Writing in yesterday’s Observer, Cathy Warwick (General Secretary of the Royal College of Midwives) described how extremely busy days, once an occasional problem, have become commonplace. The rising birthrate and the increasing number of complicated births have combined with staff shortages to create a stressed working environment that will undermine the safety of mothers and babies. The last government provided extra money for maternity services,
Welcome as that was, it was and still is not enough. Over the past decade, the birthrate has increased by 19%, yet midwife numbers have increased by just 12%, at least 3,500 short of the number needed to deliver a safe, high-quality service.
That is why midwives were very pleased when David Cameron promised last year that a Conservative government would add an extra 3,000 midwives. Ms Warwick says the RCM has submitted “persistent requests” for the government to deliver on this pledge, but they have not done so. The Guardian website reports comments backing Ms Warwick from Dr Tony Falconer, president of the Royal College of Obstetricians and Gynaecologists, Belinda Phipps, chief executive of the National Childbirth Trust (NCT) and Jane Sandall, professor of midwifery and women’s health at King’s College London. The Guardian also reports that last month the Care Quality Commission found that 22% of mothers were left alone during labour and found that frightening.
Another indicator of the pressure the NHS is already facing came from UNISON, which reports that NHS Direct has been dealing with an ever rising number of calls. Karen Jennings, UNISON’s head of health, said that this is NHS Direct’s busiest time, when GP surgeries are often closed (or difficult to get to because of bad weather) but more people need advice because of worries about flu and falls on the snow and ice. NHS Direct has already a £20m cut this year, “putting extra pressure on the remaining staff who, nevertheless, have struggled through the snow to get into work and are working extra hours over the holiday to cover the expected peaks.”
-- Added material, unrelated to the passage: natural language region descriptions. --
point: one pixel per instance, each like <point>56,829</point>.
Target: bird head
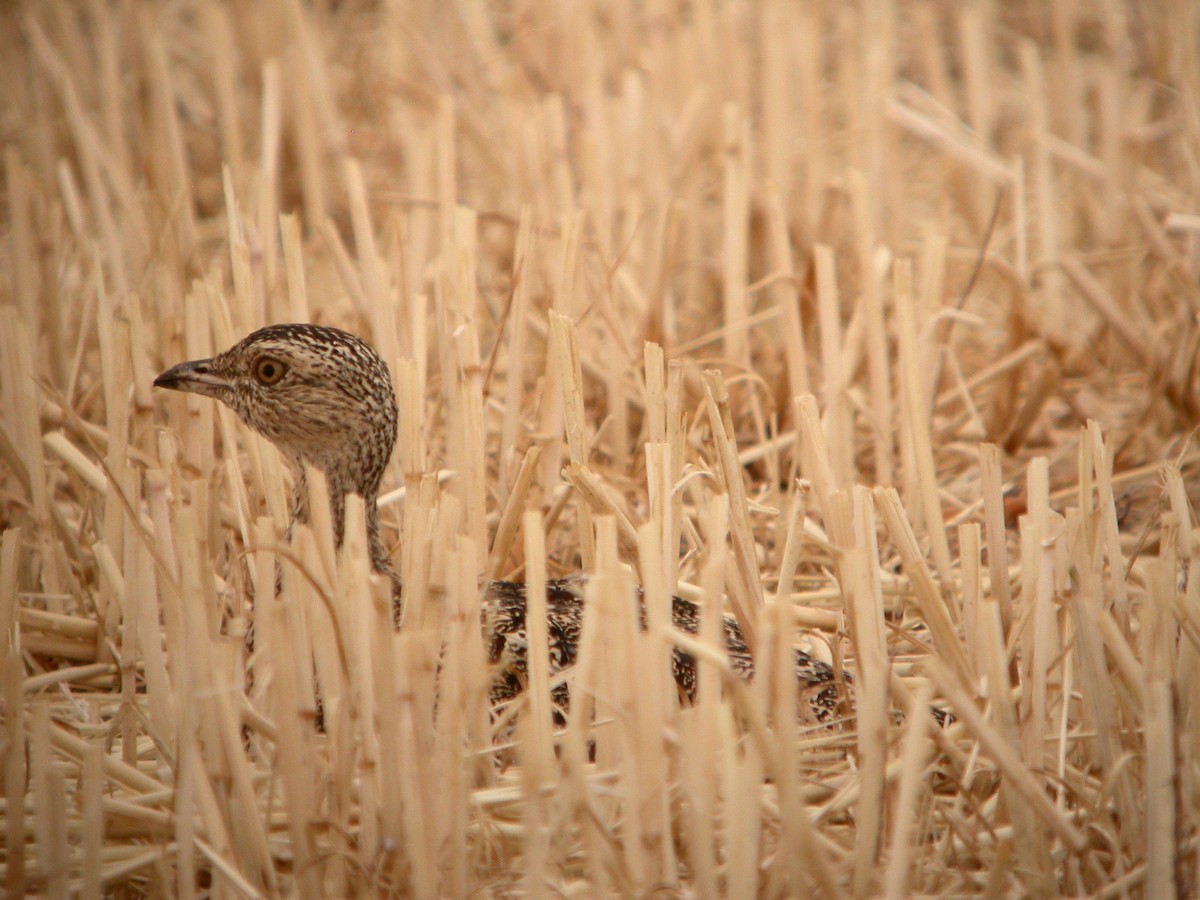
<point>321,395</point>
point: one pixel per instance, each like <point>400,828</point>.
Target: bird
<point>324,397</point>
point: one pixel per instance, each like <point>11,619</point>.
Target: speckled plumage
<point>324,397</point>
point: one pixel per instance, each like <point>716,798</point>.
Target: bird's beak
<point>195,377</point>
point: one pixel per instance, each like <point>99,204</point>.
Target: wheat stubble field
<point>874,324</point>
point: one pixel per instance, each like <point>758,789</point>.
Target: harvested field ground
<point>875,324</point>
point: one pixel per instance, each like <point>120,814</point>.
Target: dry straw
<point>874,325</point>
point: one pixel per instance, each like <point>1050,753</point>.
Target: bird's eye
<point>269,371</point>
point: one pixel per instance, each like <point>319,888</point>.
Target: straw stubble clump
<point>870,327</point>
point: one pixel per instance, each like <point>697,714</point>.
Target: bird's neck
<point>379,561</point>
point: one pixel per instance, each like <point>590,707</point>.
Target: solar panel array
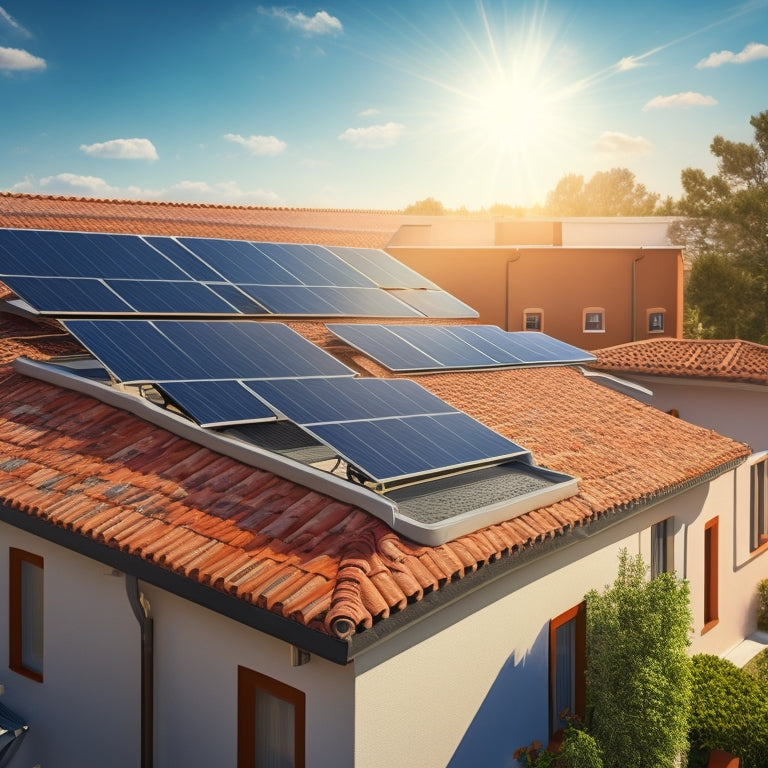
<point>80,273</point>
<point>434,347</point>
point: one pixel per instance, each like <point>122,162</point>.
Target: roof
<point>726,360</point>
<point>293,561</point>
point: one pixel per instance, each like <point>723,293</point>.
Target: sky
<point>370,105</point>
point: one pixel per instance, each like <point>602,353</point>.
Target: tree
<point>607,193</point>
<point>638,672</point>
<point>727,220</point>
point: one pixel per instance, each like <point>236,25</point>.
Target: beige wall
<point>502,282</point>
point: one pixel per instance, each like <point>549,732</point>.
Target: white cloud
<point>322,23</point>
<point>684,99</point>
<point>16,60</point>
<point>122,149</point>
<point>373,137</point>
<point>621,145</point>
<point>751,52</point>
<point>258,145</point>
<point>8,20</point>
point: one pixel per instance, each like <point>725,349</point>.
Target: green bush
<point>762,605</point>
<point>729,711</point>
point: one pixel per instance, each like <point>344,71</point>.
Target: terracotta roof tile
<point>732,360</point>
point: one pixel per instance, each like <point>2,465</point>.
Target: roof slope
<point>732,360</point>
<point>105,474</point>
<point>365,229</point>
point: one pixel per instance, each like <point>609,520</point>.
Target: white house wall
<point>85,713</point>
<point>470,685</point>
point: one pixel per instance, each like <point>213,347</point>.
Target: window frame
<point>593,311</point>
<point>536,312</point>
<point>663,543</point>
<point>650,314</point>
<point>758,505</point>
<point>577,614</point>
<point>711,570</point>
<point>249,682</point>
<point>17,627</point>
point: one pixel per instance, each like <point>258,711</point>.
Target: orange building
<point>590,282</point>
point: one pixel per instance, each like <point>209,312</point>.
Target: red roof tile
<point>734,360</point>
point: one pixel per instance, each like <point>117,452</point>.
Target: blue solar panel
<point>217,403</point>
<point>434,303</point>
<point>65,295</point>
<point>381,268</point>
<point>322,301</point>
<point>432,347</point>
<point>314,265</point>
<point>170,297</point>
<point>239,262</point>
<point>178,350</point>
<point>309,401</point>
<point>387,450</point>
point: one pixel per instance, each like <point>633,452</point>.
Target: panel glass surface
<point>238,261</point>
<point>434,303</point>
<point>66,295</point>
<point>170,297</point>
<point>323,301</point>
<point>310,401</point>
<point>395,449</point>
<point>178,350</point>
<point>381,268</point>
<point>314,266</point>
<point>217,403</point>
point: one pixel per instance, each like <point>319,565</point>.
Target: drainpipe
<point>634,295</point>
<point>143,612</point>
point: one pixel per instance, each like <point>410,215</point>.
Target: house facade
<point>203,598</point>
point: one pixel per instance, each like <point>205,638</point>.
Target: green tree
<point>726,219</point>
<point>638,672</point>
<point>607,193</point>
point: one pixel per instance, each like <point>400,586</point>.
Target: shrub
<point>762,605</point>
<point>729,711</point>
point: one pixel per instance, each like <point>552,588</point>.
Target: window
<point>656,320</point>
<point>270,722</point>
<point>567,660</point>
<point>594,320</point>
<point>25,620</point>
<point>662,547</point>
<point>758,484</point>
<point>710,574</point>
<point>533,319</point>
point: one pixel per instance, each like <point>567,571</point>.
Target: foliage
<point>762,605</point>
<point>729,711</point>
<point>726,222</point>
<point>426,207</point>
<point>607,193</point>
<point>638,672</point>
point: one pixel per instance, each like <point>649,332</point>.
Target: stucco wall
<point>470,685</point>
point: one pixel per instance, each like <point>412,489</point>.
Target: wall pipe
<point>143,612</point>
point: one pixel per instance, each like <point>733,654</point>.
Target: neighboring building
<point>203,597</point>
<point>590,282</point>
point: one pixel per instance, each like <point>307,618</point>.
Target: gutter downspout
<point>634,295</point>
<point>143,612</point>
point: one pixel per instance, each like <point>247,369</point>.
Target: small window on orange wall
<point>533,319</point>
<point>594,320</point>
<point>656,319</point>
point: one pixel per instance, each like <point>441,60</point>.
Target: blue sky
<point>369,105</point>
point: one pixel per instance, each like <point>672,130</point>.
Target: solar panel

And finally, the Mental Health Foundation the Institute of Psychiatry have written to social care minister Paul Burstow, to complain that the government has abandoned its predecessor’s commitment to increasing government expenditure on mental health research from 2 per cent to 11 per cent of the total health research spending. They argue that spending on mental health research would lead to savings in social care within three years. This reversal contrasts with “repeated” promises that mental health would be given parity with physical health.